From: Emanuele Giuseppe Esposito <eesposit@redhat.com>
To: Hanna Czenczek <hreitz@redhat.com>,
Vladimir Sementsov-Ogievskiy <vsementsov@yandex-team.ru>,
Thomas Huth <thuth@redhat.com>,
Peter Maydell <peter.maydell@linaro.org>,
John Snow <jsnow@redhat.com>, Kevin Wolf <kwolf@redhat.com>,
Alberto Garcia <berto@igalia.com>
Cc: QEMU Developers <qemu-devel@nongnu.org>,
Qemu-block <qemu-block@nongnu.org>
Subject: Re: test-blockjob: intermittent CI failures in msys2-64bit job
Date: Wed, 26 Apr 2023 09:38:56 +0200 [thread overview]
Message-ID: <817ea28a-3fe8-d92e-5404-6bafc33fa67c@redhat.com> (raw)

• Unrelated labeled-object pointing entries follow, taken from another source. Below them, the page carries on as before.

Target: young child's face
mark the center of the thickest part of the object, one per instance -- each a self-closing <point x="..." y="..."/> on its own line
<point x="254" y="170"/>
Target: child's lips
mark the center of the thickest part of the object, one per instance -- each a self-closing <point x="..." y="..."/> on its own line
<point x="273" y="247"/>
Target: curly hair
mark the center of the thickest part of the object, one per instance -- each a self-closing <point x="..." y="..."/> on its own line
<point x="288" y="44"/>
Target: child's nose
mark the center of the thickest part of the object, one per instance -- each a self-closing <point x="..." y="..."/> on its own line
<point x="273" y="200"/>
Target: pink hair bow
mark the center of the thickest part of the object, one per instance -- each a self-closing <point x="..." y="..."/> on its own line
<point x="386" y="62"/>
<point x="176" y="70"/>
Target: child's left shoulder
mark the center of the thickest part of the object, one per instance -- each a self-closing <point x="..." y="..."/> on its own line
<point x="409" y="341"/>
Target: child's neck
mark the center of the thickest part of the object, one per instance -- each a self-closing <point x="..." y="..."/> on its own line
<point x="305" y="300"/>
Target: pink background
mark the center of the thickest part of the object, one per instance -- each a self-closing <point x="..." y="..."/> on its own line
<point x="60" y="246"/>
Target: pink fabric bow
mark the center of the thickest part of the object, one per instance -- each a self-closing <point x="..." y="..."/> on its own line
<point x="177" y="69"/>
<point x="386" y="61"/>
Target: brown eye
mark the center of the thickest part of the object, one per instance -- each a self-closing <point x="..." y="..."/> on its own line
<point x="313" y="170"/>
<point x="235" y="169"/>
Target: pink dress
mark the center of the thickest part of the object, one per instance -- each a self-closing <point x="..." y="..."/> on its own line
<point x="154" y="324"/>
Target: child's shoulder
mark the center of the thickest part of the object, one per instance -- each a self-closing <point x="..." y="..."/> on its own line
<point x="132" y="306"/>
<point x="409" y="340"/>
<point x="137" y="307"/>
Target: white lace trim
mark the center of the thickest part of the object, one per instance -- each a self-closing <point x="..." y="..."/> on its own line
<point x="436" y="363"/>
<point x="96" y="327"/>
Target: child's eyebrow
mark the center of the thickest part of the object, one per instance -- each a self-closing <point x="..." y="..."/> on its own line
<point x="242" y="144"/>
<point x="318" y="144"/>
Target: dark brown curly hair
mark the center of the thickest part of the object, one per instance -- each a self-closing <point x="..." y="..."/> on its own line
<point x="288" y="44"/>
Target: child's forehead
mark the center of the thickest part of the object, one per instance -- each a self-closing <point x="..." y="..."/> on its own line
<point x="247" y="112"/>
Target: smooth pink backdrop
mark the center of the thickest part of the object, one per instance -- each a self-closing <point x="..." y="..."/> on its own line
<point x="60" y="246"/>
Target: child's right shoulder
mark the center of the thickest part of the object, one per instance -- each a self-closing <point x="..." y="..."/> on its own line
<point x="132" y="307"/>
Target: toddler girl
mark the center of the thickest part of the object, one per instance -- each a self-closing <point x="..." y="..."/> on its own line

In-Reply-To: <78ad8ed0-e68a-5f4e-9627-454f0bd007fb@redhat.com>
Am 25/04/2023 um 18:48 schrieb Hanna Czenczek:
> On 24.04.23 20:32, Vladimir Sementsov-Ogievskiy wrote:
>> On 24.04.23 16:36, Emanuele Giuseppe Esposito wrote:
>>>
>>>
>>> Am 21/04/2023 um 12:13 schrieb Vladimir Sementsov-Ogievskiy:
>>>> On 17.03.23 15:35, Thomas Huth wrote:
>>>>> On 17/03/2023 11.17, Peter Maydell wrote:
>>>>>> On Mon, 6 Mar 2023 at 11:16, Peter Maydell <peter.maydell@linaro.org>
>>>>>> wrote:
>>>>>>>
>>>>>>> On Fri, 3 Mar 2023 at 18:36, Peter Maydell
>>>>>>> <peter.maydell@linaro.org> wrote:
>>>>>>>>
>>>>>>>> I've noticed that test-blockjob seems to fail intermittently
>>>>>>>> on the msys2-64bit job:
>>>>>>>>
>>>>>>>> https://gitlab.com/qemu-project/qemu/-/jobs/3872508803
>>>>>>>> https://gitlab.com/qemu-project/qemu/-/jobs/3871061024
>>>>>>>> https://gitlab.com/qemu-project/qemu/-/jobs/3865312440
>>>>>>>>
>>>>>>>> Sample output:
>>>>>>>> | 53/89
>>>>>>>> ERROR:../tests/unit/test-blockjob.c:499:test_complete_in_standby:
>>>>>>>> assertion failed: (job->status == JOB_STATUS_STANDBY) ERROR
>>>>>>>> 53/89 qemu:unit / test-blockjob ERROR 0.08s exit status 3
>>>>>>
>>>>>>> Here's an intermittent failure from my macos x86 machine:
>>>>>>>
>>>>>>> 172/621 qemu:unit / test-blockjob
>>>>>>> ERROR 0.26s killed by signal 6 SIGABRT
>>>>>>
>>>>>> And an intermittent on the freebsd 13 CI job:
>>>>>> https://gitlab.com/qemu-project/qemu/-/jobs/3950667240
>>>>>>
>>>>>>>>> MALLOC_PERTURB_=197
>>>>>>>>> G_TEST_BUILDDIR=/tmp/cirrus-ci-build/build/tests/unit
>>>>>>>>> G_TEST_SRCDIR=/tmp/cirrus-ci-build/tests/unit
>>>>>>>>> /tmp/cirrus-ci-build/build/tests/unit/test-blockjob --tap -k
>>>>>> ▶ 178/650 /blockjob/ids
>>>>>> OK
>>>>>> 178/650 qemu:unit / test-blockjob
>>>>>> ERROR 0.31s killed by signal 6 SIGABRT
>>>>>> ――――――――――――――――――――――――――――――――――――― ✀
>>>>>> ―――――――――――――――――――――――――――――――――――――
>>>>>> stderr:
>>>>>> Assertion failed: (job->status == JOB_STATUS_STANDBY), function
>>>>>> test_complete_in_standby, file ../tests/unit/test-blockjob.c, line
>>>>>> 499.
>>>>>>
>>>>>>
>>>>>> TAP parsing error: Too few tests run (expected 9, got 1)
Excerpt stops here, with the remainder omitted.